The Fed Needs More Than an Audit

By Peter J. Wallison.

 

 

With Republicans soon to hold majorities in the House and Senate, many commentators are speculating that the Federal Reserve will receive much more critical attention in 2015. In September, a large bipartisan majority in the House passed a bill to have the Government Accountability Office audit the Fed’s activities, including its monetary policies. The bill went nowhere thanks to Senate Majority Leader Harry Reid, but it could have significant support in next year’s Republican Senate.

Fed Chair Janet Yellen has expressed a legitimate fear that the Federal Reserve Transparency Act would endanger the Fed’s independence on monetary matters. But the Fed has now accumulated so much regulatory power that it can no longer claim the right to avoid congressional oversight. If the central bank hopes to maintain its monetary independence over time, it will have to surrender its regulatory authority.

There are serious potential conflicts of interest between the Fed’s regulatory and monetary roles. This became clear during the financial crisis, when the central bank used its existing authority under the Federal Reserve Act to provide assistance to financial institutions that were having liquidity problems. Many of these firms—bank holding companies, banks and their nonbank subsidiaries—are regulated directly or indirectly by the Fed. Their failure could have been seen as regulatory failure by the Fed. Did the Fed provide financial assistance to avoid this criticism, or because it was best for the economy and the financial system? It’s a painful question to consider, but the fact that it can legitimately be asked suggests the problem—and a reason why the Fed should not have both monetary and regulatory powers.

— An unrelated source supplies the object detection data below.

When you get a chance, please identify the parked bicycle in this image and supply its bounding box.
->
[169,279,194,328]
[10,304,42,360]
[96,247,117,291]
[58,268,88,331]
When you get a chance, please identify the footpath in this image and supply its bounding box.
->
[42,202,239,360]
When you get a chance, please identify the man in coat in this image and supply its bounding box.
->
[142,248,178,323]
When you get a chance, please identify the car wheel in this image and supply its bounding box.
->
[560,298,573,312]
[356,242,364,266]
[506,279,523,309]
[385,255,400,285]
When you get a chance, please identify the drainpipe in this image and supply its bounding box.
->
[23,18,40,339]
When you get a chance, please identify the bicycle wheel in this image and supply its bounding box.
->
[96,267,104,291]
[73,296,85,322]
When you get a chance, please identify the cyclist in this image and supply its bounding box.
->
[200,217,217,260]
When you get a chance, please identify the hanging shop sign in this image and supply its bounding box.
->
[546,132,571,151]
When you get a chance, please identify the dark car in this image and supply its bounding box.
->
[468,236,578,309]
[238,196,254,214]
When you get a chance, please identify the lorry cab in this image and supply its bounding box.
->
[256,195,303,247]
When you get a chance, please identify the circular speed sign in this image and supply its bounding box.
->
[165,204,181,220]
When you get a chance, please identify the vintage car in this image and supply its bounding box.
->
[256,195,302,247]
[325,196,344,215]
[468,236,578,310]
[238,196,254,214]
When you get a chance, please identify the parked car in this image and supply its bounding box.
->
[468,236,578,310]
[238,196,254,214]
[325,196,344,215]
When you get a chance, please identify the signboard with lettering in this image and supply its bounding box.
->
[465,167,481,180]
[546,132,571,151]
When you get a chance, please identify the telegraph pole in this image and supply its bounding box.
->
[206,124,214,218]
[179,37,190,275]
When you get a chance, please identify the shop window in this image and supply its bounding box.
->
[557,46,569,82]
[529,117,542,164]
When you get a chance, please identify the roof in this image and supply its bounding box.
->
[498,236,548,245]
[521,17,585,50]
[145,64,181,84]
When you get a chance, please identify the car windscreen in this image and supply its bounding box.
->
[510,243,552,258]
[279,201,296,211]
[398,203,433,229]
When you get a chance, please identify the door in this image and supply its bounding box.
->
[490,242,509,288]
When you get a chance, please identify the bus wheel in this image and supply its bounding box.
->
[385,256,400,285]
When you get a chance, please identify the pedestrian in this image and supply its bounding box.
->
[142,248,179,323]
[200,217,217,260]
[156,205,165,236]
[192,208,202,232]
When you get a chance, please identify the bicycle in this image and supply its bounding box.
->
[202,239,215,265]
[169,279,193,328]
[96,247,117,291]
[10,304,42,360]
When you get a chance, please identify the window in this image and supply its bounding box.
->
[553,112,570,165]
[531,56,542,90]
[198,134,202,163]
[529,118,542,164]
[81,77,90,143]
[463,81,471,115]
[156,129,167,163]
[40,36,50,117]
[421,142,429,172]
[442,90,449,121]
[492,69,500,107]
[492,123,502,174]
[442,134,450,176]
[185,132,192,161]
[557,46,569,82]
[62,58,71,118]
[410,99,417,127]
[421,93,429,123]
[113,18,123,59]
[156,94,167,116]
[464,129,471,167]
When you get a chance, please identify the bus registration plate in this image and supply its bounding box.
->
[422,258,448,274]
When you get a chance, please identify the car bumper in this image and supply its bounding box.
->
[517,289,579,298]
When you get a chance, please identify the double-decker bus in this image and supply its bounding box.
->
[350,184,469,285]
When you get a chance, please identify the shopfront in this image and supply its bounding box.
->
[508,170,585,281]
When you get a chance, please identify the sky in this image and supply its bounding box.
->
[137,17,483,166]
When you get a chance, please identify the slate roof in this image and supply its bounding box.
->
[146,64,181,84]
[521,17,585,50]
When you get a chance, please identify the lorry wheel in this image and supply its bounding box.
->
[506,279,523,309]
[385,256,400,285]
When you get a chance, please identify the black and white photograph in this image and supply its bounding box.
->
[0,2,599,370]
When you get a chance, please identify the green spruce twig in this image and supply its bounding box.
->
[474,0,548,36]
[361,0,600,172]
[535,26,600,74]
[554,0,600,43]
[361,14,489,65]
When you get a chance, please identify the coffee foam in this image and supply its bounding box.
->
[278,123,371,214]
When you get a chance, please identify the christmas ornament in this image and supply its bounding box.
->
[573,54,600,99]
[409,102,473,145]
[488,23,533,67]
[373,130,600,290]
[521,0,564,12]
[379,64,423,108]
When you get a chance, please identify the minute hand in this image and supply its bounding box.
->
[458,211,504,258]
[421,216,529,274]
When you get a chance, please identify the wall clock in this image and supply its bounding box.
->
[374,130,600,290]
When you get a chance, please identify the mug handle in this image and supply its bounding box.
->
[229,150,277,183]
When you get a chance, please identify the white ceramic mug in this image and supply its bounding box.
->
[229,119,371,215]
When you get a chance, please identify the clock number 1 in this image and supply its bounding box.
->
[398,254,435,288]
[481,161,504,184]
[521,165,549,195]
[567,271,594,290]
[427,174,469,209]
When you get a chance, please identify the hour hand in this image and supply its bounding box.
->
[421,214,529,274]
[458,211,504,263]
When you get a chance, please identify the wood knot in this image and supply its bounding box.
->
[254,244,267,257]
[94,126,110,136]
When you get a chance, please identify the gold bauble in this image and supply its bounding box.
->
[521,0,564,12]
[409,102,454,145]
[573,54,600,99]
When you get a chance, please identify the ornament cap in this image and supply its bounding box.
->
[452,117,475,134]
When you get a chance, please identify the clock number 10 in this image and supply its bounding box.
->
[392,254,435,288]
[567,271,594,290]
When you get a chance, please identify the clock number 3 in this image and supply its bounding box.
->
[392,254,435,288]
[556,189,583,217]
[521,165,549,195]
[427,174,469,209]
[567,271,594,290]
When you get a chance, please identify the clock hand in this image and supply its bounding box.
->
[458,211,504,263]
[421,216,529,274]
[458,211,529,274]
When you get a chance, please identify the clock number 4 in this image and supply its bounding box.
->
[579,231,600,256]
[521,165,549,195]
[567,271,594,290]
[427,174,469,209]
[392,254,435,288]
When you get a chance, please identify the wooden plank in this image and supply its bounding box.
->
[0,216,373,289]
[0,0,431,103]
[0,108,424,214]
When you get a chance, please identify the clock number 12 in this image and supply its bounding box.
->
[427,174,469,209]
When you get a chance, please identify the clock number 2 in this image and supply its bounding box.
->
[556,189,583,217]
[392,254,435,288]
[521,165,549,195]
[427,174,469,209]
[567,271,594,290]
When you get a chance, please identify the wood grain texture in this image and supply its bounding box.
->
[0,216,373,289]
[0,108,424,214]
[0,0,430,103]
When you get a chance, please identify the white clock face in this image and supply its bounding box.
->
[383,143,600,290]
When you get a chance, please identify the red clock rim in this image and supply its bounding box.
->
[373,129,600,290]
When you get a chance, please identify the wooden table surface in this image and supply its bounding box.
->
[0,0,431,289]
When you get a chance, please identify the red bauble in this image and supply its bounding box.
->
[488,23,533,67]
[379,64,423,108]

In 1999 the Gramm-Leach-Bliley Act gave the Fed “umbrella” authority to oversee the capitalization and activities of insurers and broker-dealers that were subsidiaries of bank holding companies. That made the central bank the closest thing to a “systemic regulator” of the U.S. financial system, with the ability to oversee the work of other financial regulators such as the Securities and Exchange Commission.

The Fed clearly failed in this role before the 2008 financial crisis, but in typical Washington fashion the 2010 Dodd-Frank Act enlarged the Fed’s powers. It now has authority to supervise all of the large nonbank financial firms that are designated as systemically important financial institutions by a council of regulators.

While enlarging the central bank’s authority in 2010, Congress never asked whether the Fed’s mandate to promote both stable prices and full employment—itself a situation rife with conflict—led it to pull its regulatory punches. Now Congress is wondering whether the Fed is a captive of the banks. To fight this charge, the Fed is trying to show that it is a tough regulator, flexing its regulatory muscles by telling banks that it doesn’t like some of the loans they are making—such as leveraged loans in corporate acquisitions. This comes perilously close to credit allocation and is especially troubling if it is motivated by an effort to maintain the Fed’s regulatory authority and monetary policy independence.

Apart from whipsawing the financial system so the Fed can make a political point, this practice and other excessive regulation adds significant operating costs for banks and others, causing them to withdraw from lines of business that regulatory costs make less profitable. These costs are also a burden on competition; large banks can bear them more easily than can smaller competitors. That’s why in 2013 Jamie Dimon, chairman of J.P. Morgan Chase, the largest bank in the U.S., referred to more regulation as a “bigger moat” against competition.

Because the Fed’s operating funds come primarily from interest on the government securities it holds, the central bank does not receive congressional scrutiny in the appropriations process. Nor are its expenditures examined by the Office of Management and Budget in preparing the president’s annual budget. Both reviews are ways for Congress and the president to control regulatory overreach.

At a minimum, as long as the Fed retains its regulatory authority, it should be required to provide Congress with a budget for its regulatory activities, to show each year how it met the prior year’s budget, and to explain why it should be permitted to allocate more to its regulatory functions in the year to come. In this review, the Fed should describe its regulatory policies in detail and explain and justify its plans for the future.

These steps would substitute for the authorization and appropriations reviews that occur each year for most other agencies. If there is an annual audit, it should tell Congress, the president and the public whether the funds that the Fed is using for regulation are being used efficiently. This would restore a small degree of accountability.

Before Congress acts on audit legislation that will certainly complicate the agency’s effort to retain its independence on monetary policy, the Fed should offer to support the consolidation of its regulatory authority into a separate federal financial regulatory body. That was recommended in the Ronald Reagan and George W. Bush administrations. The Federal Reserve has always resisted these proposals, but that may no longer be either advisable or possible.

Mr. Wallison is a senior fellow at the American Enterprise Institute. His latest book, “Hidden in Plain Sight: What Really Caused the World’s Worst Financial Crisis and Why It Could Happen Again,” will be published in January by Encounter Books.